All’incrocio svolto a sinistra  e scopro che la Samariterstraße è una strada lastricata in pietra d’altri tempi. Gli edifici, alti e dai tetti aguzzi, sono quasi del tutto ricoperti di scritte e murales colorati che sembrano scacciare per un attimo la malinconia suscitata dalla lunga schiera di mura grigie e spoglie. Sì, questa è l’altra Berlino di cui si sente parlare come di una leggenda passata, quella degli edifici rimasti vuoti dopo la riunificazione e in seguito occupati dagli squatters, in cui aveva preso vita, anche se per poco tempo, un progetto di vita condivisa e di iniziative culturali.
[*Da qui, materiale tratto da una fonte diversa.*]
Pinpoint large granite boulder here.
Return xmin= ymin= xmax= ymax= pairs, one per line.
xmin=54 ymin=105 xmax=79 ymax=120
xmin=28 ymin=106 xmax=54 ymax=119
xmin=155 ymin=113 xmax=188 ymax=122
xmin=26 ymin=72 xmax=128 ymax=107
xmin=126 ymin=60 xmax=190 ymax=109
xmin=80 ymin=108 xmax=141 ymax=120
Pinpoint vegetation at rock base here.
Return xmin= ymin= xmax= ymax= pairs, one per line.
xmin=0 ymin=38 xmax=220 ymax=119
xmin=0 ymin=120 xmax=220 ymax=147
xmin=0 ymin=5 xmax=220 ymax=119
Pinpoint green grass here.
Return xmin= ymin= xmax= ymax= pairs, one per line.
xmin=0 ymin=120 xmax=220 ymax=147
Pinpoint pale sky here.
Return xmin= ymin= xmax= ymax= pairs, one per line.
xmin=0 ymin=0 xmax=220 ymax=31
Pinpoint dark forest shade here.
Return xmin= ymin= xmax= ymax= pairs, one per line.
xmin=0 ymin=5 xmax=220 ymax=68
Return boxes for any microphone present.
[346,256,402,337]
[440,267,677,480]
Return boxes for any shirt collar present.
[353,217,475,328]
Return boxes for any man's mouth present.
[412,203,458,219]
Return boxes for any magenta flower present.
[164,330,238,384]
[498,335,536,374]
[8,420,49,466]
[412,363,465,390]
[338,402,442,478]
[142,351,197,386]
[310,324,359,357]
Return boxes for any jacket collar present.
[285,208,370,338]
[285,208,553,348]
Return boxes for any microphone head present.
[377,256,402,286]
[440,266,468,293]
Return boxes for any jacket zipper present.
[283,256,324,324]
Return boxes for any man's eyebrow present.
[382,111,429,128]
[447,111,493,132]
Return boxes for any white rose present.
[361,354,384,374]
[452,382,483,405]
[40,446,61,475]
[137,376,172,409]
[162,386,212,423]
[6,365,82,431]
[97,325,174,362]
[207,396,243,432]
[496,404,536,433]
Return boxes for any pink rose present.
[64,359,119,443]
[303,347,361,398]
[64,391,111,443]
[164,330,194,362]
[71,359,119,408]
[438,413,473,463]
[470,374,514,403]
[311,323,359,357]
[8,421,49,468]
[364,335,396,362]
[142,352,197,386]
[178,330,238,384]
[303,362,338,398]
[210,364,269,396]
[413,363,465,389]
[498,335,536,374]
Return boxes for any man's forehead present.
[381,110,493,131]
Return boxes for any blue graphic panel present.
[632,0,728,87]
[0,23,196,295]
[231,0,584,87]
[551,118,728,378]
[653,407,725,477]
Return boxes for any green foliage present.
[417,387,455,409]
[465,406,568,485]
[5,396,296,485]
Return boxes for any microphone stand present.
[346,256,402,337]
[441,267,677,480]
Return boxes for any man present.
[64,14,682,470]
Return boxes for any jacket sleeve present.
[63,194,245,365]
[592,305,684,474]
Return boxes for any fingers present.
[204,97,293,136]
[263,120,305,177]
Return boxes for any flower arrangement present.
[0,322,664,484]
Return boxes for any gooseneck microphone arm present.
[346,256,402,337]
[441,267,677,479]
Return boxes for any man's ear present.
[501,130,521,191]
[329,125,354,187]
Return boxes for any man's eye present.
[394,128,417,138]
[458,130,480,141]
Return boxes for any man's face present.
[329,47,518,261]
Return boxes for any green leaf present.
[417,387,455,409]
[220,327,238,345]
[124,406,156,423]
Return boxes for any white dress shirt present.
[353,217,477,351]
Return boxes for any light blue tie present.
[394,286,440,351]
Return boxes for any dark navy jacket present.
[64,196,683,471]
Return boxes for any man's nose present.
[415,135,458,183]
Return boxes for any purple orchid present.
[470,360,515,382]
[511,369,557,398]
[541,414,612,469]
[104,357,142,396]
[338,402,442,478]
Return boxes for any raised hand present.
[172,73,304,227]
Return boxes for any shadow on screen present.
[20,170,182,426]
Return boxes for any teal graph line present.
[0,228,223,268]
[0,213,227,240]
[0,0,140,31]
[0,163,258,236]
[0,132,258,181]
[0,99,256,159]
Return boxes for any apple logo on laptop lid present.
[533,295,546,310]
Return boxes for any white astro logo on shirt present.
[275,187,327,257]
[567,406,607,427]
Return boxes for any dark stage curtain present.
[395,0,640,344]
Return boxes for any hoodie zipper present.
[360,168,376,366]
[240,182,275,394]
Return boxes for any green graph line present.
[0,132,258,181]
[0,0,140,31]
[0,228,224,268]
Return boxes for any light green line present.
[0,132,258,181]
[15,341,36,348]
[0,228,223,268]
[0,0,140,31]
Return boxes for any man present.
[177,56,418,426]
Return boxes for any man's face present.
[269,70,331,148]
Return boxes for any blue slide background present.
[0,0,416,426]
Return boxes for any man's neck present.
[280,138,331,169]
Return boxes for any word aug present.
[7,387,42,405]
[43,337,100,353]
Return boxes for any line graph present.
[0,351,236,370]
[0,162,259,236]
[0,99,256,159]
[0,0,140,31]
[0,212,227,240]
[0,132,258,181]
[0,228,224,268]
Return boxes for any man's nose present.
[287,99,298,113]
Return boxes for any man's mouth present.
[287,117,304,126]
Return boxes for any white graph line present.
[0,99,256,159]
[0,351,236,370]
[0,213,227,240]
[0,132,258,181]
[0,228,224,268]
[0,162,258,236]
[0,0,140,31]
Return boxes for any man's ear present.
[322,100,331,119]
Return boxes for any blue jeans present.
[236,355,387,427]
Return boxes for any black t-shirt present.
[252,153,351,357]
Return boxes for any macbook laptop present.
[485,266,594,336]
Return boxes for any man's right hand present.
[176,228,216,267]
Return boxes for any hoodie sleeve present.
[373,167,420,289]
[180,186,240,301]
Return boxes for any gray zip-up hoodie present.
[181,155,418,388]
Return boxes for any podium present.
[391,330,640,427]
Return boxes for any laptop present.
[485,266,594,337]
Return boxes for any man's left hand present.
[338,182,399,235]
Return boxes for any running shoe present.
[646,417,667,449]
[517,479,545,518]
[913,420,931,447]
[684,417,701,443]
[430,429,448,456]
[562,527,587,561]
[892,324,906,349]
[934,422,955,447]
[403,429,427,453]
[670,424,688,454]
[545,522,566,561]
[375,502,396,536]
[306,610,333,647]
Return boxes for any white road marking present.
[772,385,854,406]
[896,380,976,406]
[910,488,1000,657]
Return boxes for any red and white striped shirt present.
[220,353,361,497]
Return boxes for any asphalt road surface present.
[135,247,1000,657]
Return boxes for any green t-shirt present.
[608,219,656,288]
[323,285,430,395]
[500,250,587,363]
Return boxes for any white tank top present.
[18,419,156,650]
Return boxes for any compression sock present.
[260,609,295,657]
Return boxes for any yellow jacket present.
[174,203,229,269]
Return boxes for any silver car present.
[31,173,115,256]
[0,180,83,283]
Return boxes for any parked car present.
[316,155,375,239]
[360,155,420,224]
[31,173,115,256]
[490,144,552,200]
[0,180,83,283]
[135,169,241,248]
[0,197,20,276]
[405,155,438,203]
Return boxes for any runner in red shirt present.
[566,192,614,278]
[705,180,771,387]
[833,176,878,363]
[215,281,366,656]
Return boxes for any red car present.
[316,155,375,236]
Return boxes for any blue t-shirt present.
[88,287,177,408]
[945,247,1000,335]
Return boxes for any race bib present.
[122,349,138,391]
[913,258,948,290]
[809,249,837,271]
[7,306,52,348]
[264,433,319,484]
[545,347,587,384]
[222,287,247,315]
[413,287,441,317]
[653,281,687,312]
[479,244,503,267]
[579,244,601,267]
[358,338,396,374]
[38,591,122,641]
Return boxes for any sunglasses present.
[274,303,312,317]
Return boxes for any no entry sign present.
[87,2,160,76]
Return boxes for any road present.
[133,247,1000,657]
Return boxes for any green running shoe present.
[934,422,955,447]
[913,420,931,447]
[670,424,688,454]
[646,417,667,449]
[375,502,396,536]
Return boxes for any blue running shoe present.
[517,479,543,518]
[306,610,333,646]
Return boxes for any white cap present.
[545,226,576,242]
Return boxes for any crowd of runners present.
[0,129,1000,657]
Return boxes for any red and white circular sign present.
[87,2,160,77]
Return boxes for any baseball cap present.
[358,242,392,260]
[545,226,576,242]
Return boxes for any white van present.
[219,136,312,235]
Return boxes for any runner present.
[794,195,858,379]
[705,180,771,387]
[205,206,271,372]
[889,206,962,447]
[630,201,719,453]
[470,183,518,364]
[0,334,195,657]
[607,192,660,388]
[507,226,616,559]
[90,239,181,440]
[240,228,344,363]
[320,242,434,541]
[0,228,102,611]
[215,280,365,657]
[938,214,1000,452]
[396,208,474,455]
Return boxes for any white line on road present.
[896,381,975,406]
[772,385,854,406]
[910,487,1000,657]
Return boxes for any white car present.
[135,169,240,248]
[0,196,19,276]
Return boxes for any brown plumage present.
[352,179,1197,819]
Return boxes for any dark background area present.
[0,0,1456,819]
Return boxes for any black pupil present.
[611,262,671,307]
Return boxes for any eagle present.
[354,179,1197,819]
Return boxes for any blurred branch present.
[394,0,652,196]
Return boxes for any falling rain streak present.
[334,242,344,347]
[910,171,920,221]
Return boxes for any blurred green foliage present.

Oggi, gli anni delle rivolte e delle occupazioni sono ormai lontani, la maggior parte degli edifici sono stati sgomberati e riportati alla “normalità”. L’aria di questo quartiere è rasserenata, mancano le luci insistenti e le vetrine di lusso dei quartieri più occidentali, ma i piccoli negozi di abbigliamento e i ristoranti etnici sono invitanti e accoglienti. Gli abitanti, per lo più giovani, lo rendono uno dei più ambiti quartieri dai nuovi arrivati, dai nostalgici e da chi si è trasferito a Berlino per trovare un ambiente fertile per la propria creatività e lontano dal caos della metropoli.

Nele abita in uno di questi vecchi palazzi, le suono per farmi aprire il portone e davanti trovo ad attendermi quattro piani, senza ascensore, sulle solite scale di legno malandate e cigolanti. Col poco fiato rimasto in gola ringrazio Nele che mi aspetta sul pianerottolo pieno di cianfrusaglie, prendo il mio meritato dizionario inglese-tedesco e me ne vado.

Cambiando direzione si arriva subito sulla Rigaer Straße, conosciuta dai più come ultimo baluardo delle occupazioni berlinesi e recente luogo di scontro con le autorità per lo sgombero dello storico spazio occupato, Rigaer Straße 94. In realtà, tra un murales e l’altro, su queste strade si vedono soprattutto gruppi di bambini a passeggio con le loro madri e ragazzi.

Davanti agli edifici occupati c’è poca gente ma si sente, a volte, della musica provenire da dentro. Un’immagine dai forti contrasti, dati dall’incontro tra realtà ed età molto diverse che coestistono pacificamente tra loro, nonostante tutto, perché Berlino – come dice Karl Scheffler (1869 – 1951, critico d’arte e pubblicista tedesco) –“è una città condannata per sempre a diventare e mai ad essere”. Su Berlino non si può mai dire niente di certo e definito, perché qui è tutto in continuo movimento.

Lo stesso vale per i Berlinesi, ogni giorno diversi, con un nuovo lavoro, un nuovo hobby, un centinaio di eventi a cui partecipare e la valigia sempre pronta dietro la porta… ma allo stesso tempo con uno stile di vita comunque rilassato, in cui l’ansia per il futuro non ha molto spazio a disposizione.